O ministro da Justiça comandou durante a sexta-feira os detalhes da entrega, a fim de cumprir rigorosamente o acerto. A entrega poderia ter acontecido um ou dois dias antes, mas Nicolau hesitou, temendo que o acordo pudesse ser quebrado.
Gregori articulou para que a operação ocorresse antes de viajar para a Itália, na noite de anteontem. Naquele país, ele participará de uma conferência e tentará informalmente tratar da eventual extradição de Salvatore Alberto Cacciola (caso Marka), foragido há 143 dias.
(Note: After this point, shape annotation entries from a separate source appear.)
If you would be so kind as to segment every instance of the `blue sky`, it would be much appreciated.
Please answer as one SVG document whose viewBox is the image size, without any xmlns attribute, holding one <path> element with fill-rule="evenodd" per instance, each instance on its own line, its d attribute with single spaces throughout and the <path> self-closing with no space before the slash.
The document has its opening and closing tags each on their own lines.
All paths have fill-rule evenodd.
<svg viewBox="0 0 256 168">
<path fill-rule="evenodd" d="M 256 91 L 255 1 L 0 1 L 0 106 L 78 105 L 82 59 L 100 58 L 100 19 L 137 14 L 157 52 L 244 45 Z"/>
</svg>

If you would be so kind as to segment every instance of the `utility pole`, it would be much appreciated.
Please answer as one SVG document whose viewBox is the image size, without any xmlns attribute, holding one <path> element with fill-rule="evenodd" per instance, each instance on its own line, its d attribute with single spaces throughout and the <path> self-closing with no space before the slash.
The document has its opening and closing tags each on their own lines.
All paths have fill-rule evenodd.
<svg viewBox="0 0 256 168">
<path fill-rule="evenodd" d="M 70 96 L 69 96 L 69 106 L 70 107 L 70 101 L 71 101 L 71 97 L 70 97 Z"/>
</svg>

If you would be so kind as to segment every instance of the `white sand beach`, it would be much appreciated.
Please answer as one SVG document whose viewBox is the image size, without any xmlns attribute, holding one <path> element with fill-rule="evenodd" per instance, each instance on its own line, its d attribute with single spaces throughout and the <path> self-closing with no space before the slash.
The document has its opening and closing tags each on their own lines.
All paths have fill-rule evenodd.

Gregori, Agílio e Precioso transportaram o ex-juiz de Bagé (RS) à carceragem da PF no bairro de Higienópolis, em São Paulo, sem expô-lo à imprensa. Exemplo: a superintendência da PF em São Paulo despistou a imprensa, colocando o cobertor sobre o corpo de um policial, que se passou pelo juiz para entrar no carro. Nicolau foi levado em um Santana comum, sem cobertor. Se tivesse interesse em faturar politicamente com a prisão, a PF o teria transportado de carro, sem cobertor.
O ex-juiz também convenceu a PF a não levá-lo imediatamente para Brasília, como chegou a planejar o superintendente da PF, Agílio Monteiro. Nicolau gostaria de permanecer em São Paulo o maior tempo que puder para receber a visita da família.